I can accept his attempts to reclaim media from the “new”, I can accept the need to clarify and expand upon the term “interactive”, and I can honor his cursory knowledge of computing history enough to accept clarification of the term “hypertext”. (Aarseth does situate himself “in the know” with a chronological history of modern networking – email, usenet, linux, sms, etc.)
But I firmly disagree with Aarseth’s statement, “The virtual as a communicative mode parallel to stories, represents something truly new (?): an innovation not only of technology but of how we interpret and represent the world.” (Note: My ?, not his.)
After taking the new out of new media, Aarseth’s above quote stands in direct contradiction to his ideological enterprise, revealing once again the compulsion of the critic to become the ideologue. I can hardly blame him. It is an unfortunate by-product of the intellectual enterprise and of subject/object language itself.
In the end, I feel talked down to by Aarseth. I simply do not need a re-definition of terms which work perfectly in the colloquial sense. Words like hypertext and interactive. In this way, Aarseth attempts to expound upon ideas I would originally credit to Benjamin, a man who knows what side he is on.
And that is the problem, Aarseth suffers from a limp wrist, or at least a bogus understanding of what is, and what isn’t “real”. I will conclude my short rant with two examples.
In the first, Aarseth states, “To imply that there is functional or cognitive equality between human and machine is ludicrous.” I suggest Aarseth posit that question to Kasparov. Displaying characteristics of fight-or-flight behavour in his chess battle with IBM’s Big Blue, it is clear that in this instance the computer has not only taken on an anthropomorphic character for its contendor, but that its functional and cognitive superiority in an assigned task – winning at chess – is now proven. Aarseth might also want to ask this question of a robot on an assembly line previously occupied by the proletariat.
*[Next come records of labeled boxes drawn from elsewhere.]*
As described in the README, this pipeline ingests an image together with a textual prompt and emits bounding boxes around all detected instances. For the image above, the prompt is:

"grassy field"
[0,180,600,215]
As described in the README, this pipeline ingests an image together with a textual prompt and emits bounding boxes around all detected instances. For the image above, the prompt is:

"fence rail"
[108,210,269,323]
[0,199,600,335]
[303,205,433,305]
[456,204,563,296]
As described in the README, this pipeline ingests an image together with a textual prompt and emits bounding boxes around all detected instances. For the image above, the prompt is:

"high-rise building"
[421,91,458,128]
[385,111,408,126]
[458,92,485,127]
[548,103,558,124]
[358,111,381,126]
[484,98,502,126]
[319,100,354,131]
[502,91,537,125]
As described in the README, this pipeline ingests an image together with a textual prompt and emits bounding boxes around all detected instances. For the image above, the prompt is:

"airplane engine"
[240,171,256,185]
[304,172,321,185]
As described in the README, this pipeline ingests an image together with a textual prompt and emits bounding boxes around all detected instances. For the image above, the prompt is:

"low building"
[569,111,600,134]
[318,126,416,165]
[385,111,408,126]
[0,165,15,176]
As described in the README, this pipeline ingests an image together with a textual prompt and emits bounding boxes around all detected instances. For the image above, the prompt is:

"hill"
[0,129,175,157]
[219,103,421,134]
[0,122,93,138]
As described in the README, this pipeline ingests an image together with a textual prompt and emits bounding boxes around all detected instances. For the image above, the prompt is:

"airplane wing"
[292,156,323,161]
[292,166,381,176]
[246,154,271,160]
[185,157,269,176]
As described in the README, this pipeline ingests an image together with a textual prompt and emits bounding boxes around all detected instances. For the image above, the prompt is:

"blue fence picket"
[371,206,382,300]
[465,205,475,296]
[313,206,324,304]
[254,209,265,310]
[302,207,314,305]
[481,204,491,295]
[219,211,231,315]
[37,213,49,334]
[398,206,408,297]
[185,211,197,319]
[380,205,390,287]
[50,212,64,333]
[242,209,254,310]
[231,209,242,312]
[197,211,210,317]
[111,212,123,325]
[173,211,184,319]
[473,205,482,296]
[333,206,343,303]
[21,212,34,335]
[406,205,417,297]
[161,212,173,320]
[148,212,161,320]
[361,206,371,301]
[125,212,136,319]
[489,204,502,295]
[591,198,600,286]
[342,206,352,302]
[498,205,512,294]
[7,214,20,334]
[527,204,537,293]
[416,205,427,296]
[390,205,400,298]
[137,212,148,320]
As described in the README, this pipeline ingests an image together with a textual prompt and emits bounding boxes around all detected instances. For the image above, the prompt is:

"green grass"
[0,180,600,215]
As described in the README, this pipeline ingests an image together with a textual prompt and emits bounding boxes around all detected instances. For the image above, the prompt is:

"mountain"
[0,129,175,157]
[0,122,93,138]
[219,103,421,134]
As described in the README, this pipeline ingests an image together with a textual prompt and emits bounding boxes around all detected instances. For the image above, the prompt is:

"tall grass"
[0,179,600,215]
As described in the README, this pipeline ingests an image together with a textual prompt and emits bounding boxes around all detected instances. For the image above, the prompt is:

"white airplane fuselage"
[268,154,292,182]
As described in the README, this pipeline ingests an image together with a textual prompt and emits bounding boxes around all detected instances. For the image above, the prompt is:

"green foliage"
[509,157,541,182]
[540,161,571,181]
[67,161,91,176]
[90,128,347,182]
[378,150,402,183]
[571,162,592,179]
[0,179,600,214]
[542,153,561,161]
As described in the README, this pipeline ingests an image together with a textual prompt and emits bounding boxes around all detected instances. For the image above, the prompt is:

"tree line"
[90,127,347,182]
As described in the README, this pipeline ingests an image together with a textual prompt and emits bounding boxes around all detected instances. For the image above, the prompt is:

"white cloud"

The problem here for Aarseth is that he resorts to a certain wholistic worldview when, and only when, it is convenient. When speaking of computers, we are speaking in material – not spiritual - terms. A material reality that intersects with our cognitive function as humans. And when a computer – the by-product of human intellect and material reality - can complete with a human on a segmented task (such as chess), then that object has been imbued with human intellect which can, and will, compete with a human.
The second is as follows… Regarding Aarseth’s disillusion with the academic use of the term “interactivity,” he comments on, ”its unfortunate tendency to equate human qualities with machine capabilities.” And suggest that this undertaking is futile.
The desire to imbue machines with human characteristics is the driving force behind robotics, artificial intelligence, and androids in space movies. The desire to imbue humans with machine capabilities is the driving force behind capitalism, religious dogma, and war mongers. That these bedfellows – scientists and dictators – seek to create the ultimate man/machine and use it to destroy the human race, supplanting us with genetically engineered clones and artificial life forms: that should not confuse Espen Aarseth. But it does.